A few months ago when I was back to visit relatives, I took a drive around, and saw the vast empty field that used to be A.C. Spark Plug, where my father and later my brother (and, during summers in college, I) worked. And when I flew in, I saw from the air the ruins of what used to be Buick City, along the Flint River. It was surreal.
For years, Gordon Young, a Flint native living in San Francisco, has been running a blog that’s become sort of a water cooler for people who are from Flint, Michigan, but not necessarily any longer residents.
As a result of a lot of time spent back there over the past few years, he’s written a new book about his experience in buying and restoring a dilapidated house. I don’t think you have to be from Flint, or even Michigan (similar deindustrialization stories could be told about Pontiac, Saginaw and of course Detroit itself), to appreciate the theme of how you can’t go home again, but sometimes you can come close.
And I hope that with the new right-to-work law in Michigan, some of the companies like Honda and Mercedes and others will now consider setting up shop on the old industrial sites, and there can be some semblance of a return to the former glory, even if the new jobs won’t provide the middle-class incomes on unskilled labor that they did in the fifties and sixties. Those days are simply gone, never to return.
[Update a couple minutes later]
Here’s an example post from the blog. 1973 was the year I graduated from High School, into a recession that in Flint was a depression (unemployment was more than twenty percent). The suckitude of the economy, and getting laid off from a job as a mechanic at the VW dealer, inspired me to go back to school, at Mott Community College (named after Charles Stewart Mott, on whose property it was built, and who did die that year, as Gordon notes). In retrospect, that probably was the high point. I moved away three years later, to go to Ann Arbor, and never moved back.
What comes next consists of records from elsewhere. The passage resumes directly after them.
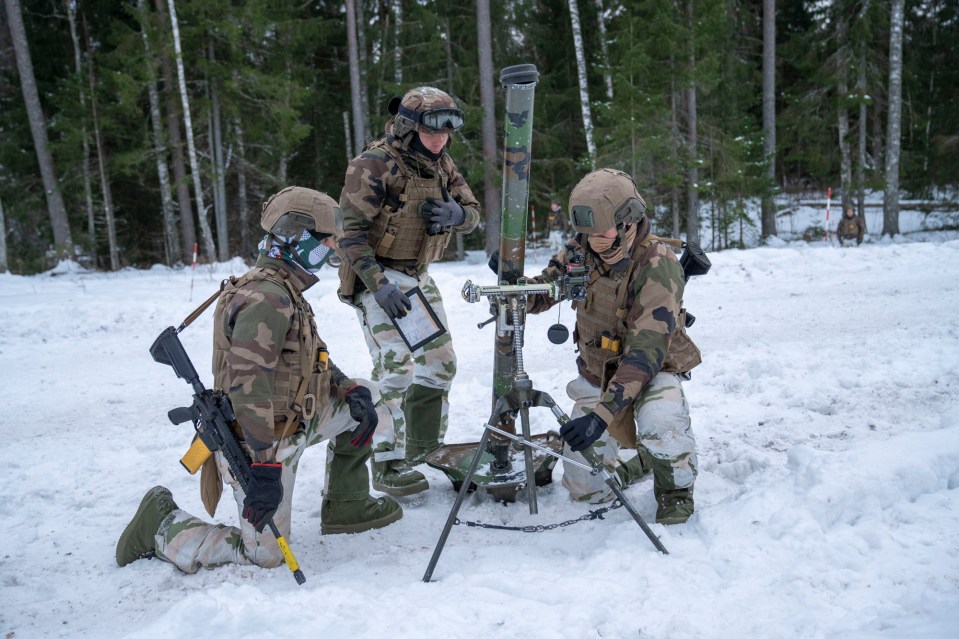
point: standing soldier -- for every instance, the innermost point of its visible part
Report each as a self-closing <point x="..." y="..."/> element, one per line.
<point x="851" y="228"/>
<point x="633" y="348"/>
<point x="401" y="200"/>
<point x="287" y="395"/>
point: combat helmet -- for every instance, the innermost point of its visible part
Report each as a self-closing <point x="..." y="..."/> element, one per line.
<point x="605" y="199"/>
<point x="424" y="109"/>
<point x="296" y="209"/>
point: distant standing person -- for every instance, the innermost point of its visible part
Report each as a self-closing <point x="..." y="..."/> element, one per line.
<point x="402" y="199"/>
<point x="851" y="227"/>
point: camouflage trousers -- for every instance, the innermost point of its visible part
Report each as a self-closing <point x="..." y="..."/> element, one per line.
<point x="190" y="543"/>
<point x="398" y="372"/>
<point x="661" y="416"/>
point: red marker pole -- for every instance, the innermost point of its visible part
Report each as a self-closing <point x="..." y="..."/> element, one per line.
<point x="193" y="274"/>
<point x="828" y="199"/>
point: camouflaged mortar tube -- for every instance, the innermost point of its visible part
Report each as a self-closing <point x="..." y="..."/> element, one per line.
<point x="520" y="84"/>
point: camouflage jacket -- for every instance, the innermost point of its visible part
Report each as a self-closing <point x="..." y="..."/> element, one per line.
<point x="262" y="326"/>
<point x="853" y="226"/>
<point x="650" y="327"/>
<point x="373" y="182"/>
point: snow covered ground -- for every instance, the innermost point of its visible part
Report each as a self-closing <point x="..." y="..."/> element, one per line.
<point x="828" y="437"/>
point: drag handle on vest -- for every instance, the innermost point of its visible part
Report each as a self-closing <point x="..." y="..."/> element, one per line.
<point x="211" y="414"/>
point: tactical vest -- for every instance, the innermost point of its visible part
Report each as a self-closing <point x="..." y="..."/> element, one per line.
<point x="399" y="232"/>
<point x="302" y="378"/>
<point x="601" y="321"/>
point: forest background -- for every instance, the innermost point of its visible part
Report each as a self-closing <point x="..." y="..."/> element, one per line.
<point x="153" y="126"/>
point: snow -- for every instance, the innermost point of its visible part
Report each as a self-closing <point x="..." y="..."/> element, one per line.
<point x="828" y="440"/>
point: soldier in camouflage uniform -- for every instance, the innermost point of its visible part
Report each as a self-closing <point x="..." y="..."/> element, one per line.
<point x="287" y="396"/>
<point x="633" y="349"/>
<point x="402" y="199"/>
<point x="852" y="228"/>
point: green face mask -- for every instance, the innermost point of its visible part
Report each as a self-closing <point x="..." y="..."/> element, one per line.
<point x="310" y="251"/>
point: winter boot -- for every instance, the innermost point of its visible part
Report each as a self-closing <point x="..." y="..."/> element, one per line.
<point x="633" y="470"/>
<point x="395" y="477"/>
<point x="673" y="506"/>
<point x="423" y="407"/>
<point x="138" y="540"/>
<point x="358" y="515"/>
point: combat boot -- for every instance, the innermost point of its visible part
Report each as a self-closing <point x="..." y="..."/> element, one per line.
<point x="395" y="477"/>
<point x="423" y="409"/>
<point x="673" y="506"/>
<point x="139" y="537"/>
<point x="358" y="515"/>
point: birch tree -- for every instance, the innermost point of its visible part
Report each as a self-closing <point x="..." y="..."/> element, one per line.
<point x="484" y="51"/>
<point x="604" y="49"/>
<point x="187" y="223"/>
<point x="56" y="209"/>
<point x="359" y="133"/>
<point x="191" y="148"/>
<point x="692" y="186"/>
<point x="583" y="85"/>
<point x="769" y="116"/>
<point x="217" y="162"/>
<point x="170" y="239"/>
<point x="890" y="201"/>
<point x="84" y="134"/>
<point x="105" y="189"/>
<point x="3" y="241"/>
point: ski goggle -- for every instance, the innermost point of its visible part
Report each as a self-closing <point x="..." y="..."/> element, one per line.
<point x="442" y="119"/>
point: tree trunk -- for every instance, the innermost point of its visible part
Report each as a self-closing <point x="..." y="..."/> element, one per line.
<point x="583" y="86"/>
<point x="604" y="49"/>
<point x="769" y="117"/>
<point x="38" y="129"/>
<point x="890" y="203"/>
<point x="845" y="157"/>
<point x="171" y="241"/>
<point x="219" y="169"/>
<point x="360" y="10"/>
<point x="85" y="135"/>
<point x="246" y="247"/>
<point x="359" y="134"/>
<point x="187" y="224"/>
<point x="102" y="162"/>
<point x="491" y="194"/>
<point x="861" y="161"/>
<point x="4" y="267"/>
<point x="692" y="188"/>
<point x="397" y="43"/>
<point x="191" y="148"/>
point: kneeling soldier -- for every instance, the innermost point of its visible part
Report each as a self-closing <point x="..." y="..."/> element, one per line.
<point x="287" y="395"/>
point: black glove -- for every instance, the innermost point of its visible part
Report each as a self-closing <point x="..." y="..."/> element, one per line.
<point x="442" y="214"/>
<point x="391" y="299"/>
<point x="364" y="413"/>
<point x="263" y="494"/>
<point x="579" y="433"/>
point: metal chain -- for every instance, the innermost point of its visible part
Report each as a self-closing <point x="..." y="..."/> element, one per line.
<point x="591" y="515"/>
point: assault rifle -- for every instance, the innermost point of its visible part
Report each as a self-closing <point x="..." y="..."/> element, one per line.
<point x="211" y="414"/>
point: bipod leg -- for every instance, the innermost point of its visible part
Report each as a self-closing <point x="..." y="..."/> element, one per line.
<point x="528" y="458"/>
<point x="598" y="465"/>
<point x="464" y="489"/>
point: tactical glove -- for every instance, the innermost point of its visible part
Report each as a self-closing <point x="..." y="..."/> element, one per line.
<point x="264" y="492"/>
<point x="441" y="215"/>
<point x="364" y="413"/>
<point x="581" y="432"/>
<point x="392" y="301"/>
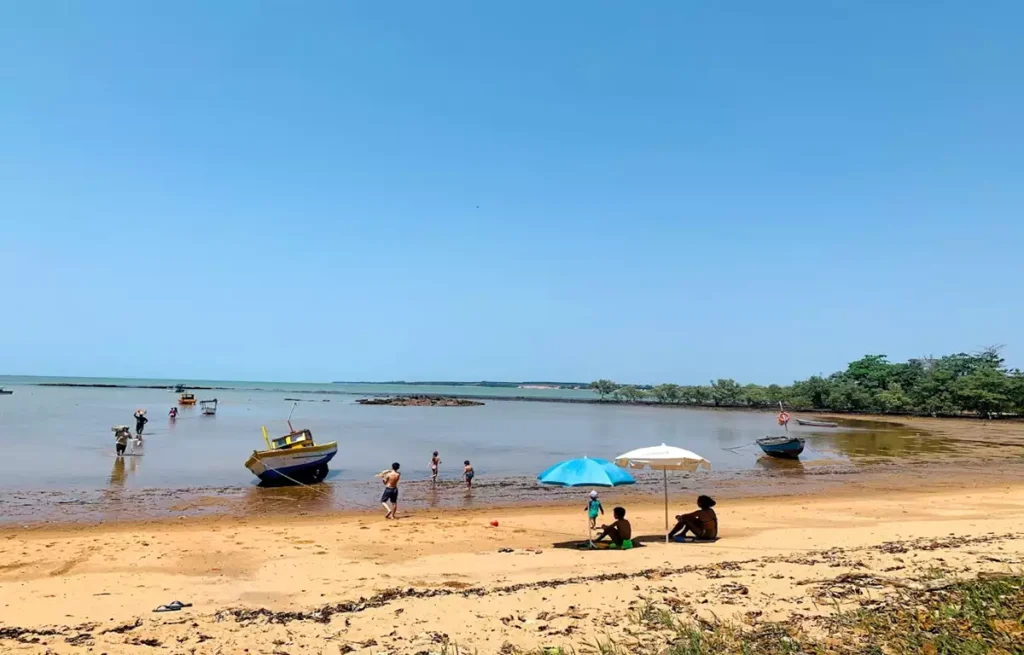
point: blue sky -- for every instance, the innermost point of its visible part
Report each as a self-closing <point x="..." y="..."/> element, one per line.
<point x="647" y="191"/>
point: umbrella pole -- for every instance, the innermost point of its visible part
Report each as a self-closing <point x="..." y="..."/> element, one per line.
<point x="665" y="473"/>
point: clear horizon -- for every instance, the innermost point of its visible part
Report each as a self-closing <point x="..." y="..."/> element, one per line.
<point x="465" y="191"/>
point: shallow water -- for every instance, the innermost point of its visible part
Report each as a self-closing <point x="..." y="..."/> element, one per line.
<point x="59" y="446"/>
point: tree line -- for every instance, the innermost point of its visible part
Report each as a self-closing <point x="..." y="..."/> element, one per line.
<point x="977" y="384"/>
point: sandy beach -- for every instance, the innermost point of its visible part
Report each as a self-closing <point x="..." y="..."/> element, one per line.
<point x="436" y="578"/>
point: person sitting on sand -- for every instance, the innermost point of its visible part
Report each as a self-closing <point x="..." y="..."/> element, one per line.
<point x="620" y="531"/>
<point x="435" y="462"/>
<point x="594" y="508"/>
<point x="390" y="497"/>
<point x="702" y="523"/>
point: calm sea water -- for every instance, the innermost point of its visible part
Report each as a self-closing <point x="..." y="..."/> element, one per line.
<point x="58" y="438"/>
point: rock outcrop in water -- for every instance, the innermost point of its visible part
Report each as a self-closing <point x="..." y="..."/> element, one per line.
<point x="420" y="401"/>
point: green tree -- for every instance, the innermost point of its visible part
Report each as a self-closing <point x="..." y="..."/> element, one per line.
<point x="892" y="399"/>
<point x="725" y="393"/>
<point x="985" y="391"/>
<point x="700" y="395"/>
<point x="603" y="387"/>
<point x="756" y="396"/>
<point x="667" y="393"/>
<point x="870" y="373"/>
<point x="629" y="393"/>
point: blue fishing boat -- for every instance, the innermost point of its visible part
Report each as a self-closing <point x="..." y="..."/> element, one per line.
<point x="293" y="457"/>
<point x="786" y="447"/>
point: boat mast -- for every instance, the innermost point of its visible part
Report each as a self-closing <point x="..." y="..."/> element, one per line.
<point x="290" y="428"/>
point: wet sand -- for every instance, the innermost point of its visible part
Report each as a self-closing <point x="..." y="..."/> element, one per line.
<point x="269" y="580"/>
<point x="325" y="585"/>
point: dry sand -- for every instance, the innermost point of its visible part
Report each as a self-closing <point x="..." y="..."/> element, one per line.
<point x="342" y="583"/>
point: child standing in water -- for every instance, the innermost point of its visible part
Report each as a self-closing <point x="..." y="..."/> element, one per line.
<point x="594" y="508"/>
<point x="434" y="463"/>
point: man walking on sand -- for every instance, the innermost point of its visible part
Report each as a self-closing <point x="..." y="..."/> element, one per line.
<point x="390" y="497"/>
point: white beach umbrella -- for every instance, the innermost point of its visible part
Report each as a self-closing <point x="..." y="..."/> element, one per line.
<point x="663" y="459"/>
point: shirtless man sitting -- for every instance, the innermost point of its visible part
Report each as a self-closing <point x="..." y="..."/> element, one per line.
<point x="619" y="531"/>
<point x="390" y="497"/>
<point x="702" y="523"/>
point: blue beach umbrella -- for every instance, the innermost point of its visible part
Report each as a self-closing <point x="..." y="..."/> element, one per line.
<point x="586" y="473"/>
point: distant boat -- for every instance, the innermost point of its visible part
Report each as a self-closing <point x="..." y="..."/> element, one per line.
<point x="787" y="447"/>
<point x="293" y="457"/>
<point x="817" y="424"/>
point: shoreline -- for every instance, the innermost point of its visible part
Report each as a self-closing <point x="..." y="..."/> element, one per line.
<point x="334" y="584"/>
<point x="891" y="418"/>
<point x="920" y="450"/>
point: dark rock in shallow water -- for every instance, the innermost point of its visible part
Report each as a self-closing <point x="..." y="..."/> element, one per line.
<point x="420" y="401"/>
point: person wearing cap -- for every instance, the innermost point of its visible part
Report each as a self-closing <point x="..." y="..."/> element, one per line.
<point x="140" y="422"/>
<point x="593" y="509"/>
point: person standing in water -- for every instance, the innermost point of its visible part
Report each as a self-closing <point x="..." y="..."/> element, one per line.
<point x="435" y="462"/>
<point x="140" y="422"/>
<point x="390" y="497"/>
<point x="594" y="508"/>
<point x="121" y="436"/>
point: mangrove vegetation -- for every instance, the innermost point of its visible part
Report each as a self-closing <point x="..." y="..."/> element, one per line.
<point x="977" y="384"/>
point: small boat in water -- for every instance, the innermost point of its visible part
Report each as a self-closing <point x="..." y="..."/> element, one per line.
<point x="293" y="457"/>
<point x="787" y="447"/>
<point x="817" y="424"/>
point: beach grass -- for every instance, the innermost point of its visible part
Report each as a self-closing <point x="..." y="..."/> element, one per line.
<point x="983" y="616"/>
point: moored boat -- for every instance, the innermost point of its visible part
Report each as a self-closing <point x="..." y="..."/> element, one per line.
<point x="293" y="457"/>
<point x="788" y="447"/>
<point x="817" y="424"/>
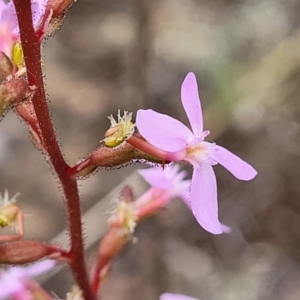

[Update a few minutes later]
Here’s the book’s web site. That reminds me that I should build one for mine.
I grew up in a dairy farming area that has been one of the fastest growing suburbs since I was a teenager. It’s completely different now, except for a few streets which have remained unchanged for the last 20 years. One of those streets happens to be the street I lived on, and I occasionally drive past for the nostalgia value. Which is nice, but lately, it’s had sort of a different effect.. these undeveloped streets are starting to look more and more out of place in this bustling growing suburb. Pointing that street out to anyone is likely to make them think I grew up in a dump, which while true, that impression omits that the rest of the suburb was just as undeveloped back then.